Mitigating the effects of the COVID-19 pandemic is probably one of the biggest challenges the gaming industry faces at the minute with social distancing initiatives that limit the likes of live and ground operations.
However, the pandemic has given both live casino operators and suppliers the chance to become more innovative in their approaches to attracting customers, with some opting to carry the live casino set-up to the comfort of their own home, while others have placed pen to paper and negotiated new, more foreign collaborations.
Speaking on the second day of the SBC Digital Summit as part of the Live Casino panel in Lockdown, Karolina Pelc, owner of the Basic Strategy, disclosed that a number of Asian operators have put their foot on the gas as regards implementing new supplier partnerships at a pace ‘never seen before.’
She declared: “I’ve personally seen Asian operators integrating new suppliers at a speed that I have never seen before. Other suppliers have been securing additional table capacity at different locations in Europe following the closure of the Asian studios.
“Some have been entering into new partnerships. But also in the portfolio of the partners that we work closely with, there’s a range of products that are not dependent on a human hosting that product.”
The inclusion of RNG games on their platforms is one of the suggestions made for operators to resolve the gap left from games that require a person to deal with the cards.
The implementation of RNG could provide a short-term solution for the absence of live dealers, according to Sam Brown, CCO of Hero Gaming: “We’ve always seen popularity in auto-roulettes, which are very well positioned to take that roulette liquidity. On the game shows, it’s difficult to say whether RNG can perhaps provide the experience that people are after. But from a roulette perspective, RNG could cover a lot of the experience there.
“In light of the situation, we onboarded a couple of suppliers, possibly more hastily than we would have done had the situation not been as it is. One of the new products we’ve tried is this real dealer hybrid, where you’re essentially playing an RNG, but it is being presented by a pre-recorded live video.”
Richard Atkinson, head of the live casino at William Hill, revealed that the ‘work from home situation’ was used to continue engaging with fans, which was previously deemed ‘rather impossible’ by Pelc.
“It’s similar to the real dealer product where you use an RNG, but the dealer is working from home. They use the picture screen of the dealer, so that they can continue to do the commentary. So you’re still looking at your familiar tables from games such as baccarat, roulette.”
However, like other gaming industry industries, the introduction of responsible gambling and player safety policies is one of the problems facing the live casino sector too.
With the environment shutting down and more people spending time at home, industry-wide questions over whether players might be deemed at risk of developing ‘problematic behaviours’ have emerged.

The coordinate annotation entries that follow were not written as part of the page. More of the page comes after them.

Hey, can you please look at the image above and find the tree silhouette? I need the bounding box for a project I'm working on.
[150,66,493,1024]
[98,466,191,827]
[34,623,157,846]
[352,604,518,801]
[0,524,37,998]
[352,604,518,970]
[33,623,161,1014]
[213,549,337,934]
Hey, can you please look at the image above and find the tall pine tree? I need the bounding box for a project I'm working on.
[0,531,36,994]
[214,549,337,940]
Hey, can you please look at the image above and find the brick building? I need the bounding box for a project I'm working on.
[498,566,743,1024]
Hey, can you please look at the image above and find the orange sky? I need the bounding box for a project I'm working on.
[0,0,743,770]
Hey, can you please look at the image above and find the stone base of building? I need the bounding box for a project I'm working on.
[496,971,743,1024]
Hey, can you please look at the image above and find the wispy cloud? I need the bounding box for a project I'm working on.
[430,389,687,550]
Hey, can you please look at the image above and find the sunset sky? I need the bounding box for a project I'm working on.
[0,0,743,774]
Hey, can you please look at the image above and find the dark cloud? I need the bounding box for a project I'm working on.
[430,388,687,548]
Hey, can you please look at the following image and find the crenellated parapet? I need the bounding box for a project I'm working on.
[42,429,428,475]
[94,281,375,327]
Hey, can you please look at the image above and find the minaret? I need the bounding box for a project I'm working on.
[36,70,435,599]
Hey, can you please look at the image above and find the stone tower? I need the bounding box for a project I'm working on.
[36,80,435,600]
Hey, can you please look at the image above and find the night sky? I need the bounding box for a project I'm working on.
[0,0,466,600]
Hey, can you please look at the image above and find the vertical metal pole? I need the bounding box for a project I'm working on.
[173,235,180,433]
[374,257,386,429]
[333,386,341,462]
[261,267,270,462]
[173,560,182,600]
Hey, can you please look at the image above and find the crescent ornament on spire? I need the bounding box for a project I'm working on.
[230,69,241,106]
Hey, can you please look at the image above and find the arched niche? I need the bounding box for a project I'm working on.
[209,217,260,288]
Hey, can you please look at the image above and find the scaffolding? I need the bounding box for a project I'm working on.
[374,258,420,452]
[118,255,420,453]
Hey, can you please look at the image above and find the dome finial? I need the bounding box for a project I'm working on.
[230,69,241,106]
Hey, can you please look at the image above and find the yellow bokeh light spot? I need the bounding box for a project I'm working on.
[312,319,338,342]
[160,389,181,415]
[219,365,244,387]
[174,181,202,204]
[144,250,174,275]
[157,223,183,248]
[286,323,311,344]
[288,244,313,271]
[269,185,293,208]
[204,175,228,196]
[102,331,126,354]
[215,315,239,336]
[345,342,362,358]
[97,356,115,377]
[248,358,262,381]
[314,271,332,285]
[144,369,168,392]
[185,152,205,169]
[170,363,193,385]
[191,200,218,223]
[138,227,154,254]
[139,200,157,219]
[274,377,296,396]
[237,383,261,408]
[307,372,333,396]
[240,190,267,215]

Pelc added: “With people being stuck at home, it’s important for both operators and suppliers to make sure that they really champion responsible gaming, and put a lot of effort into identifying problematic behaviours.”
Many have agreed to obey the ten-point pledge carried out earlier this year by the Betting and Gaming Council, while Genting Online’s MD, Jeremy Taylor, indicated that they had turned up the dial on their behaviour.
He said: “This is an area which is of paramount importance anyway, and in terms of Genting specifically, it’s in the company’s DNA. We’ve dialled up a number of things already: we’ve put out banners in key commercial spots, which cover all relevant limits.
“We’re emailing customers every fortnight during this period, as we feel that anything more than that would be too intrusive. We’ve also got a pop-up live, so for every first login of each month, there will be a pop up which points to the safer gambling advice available.”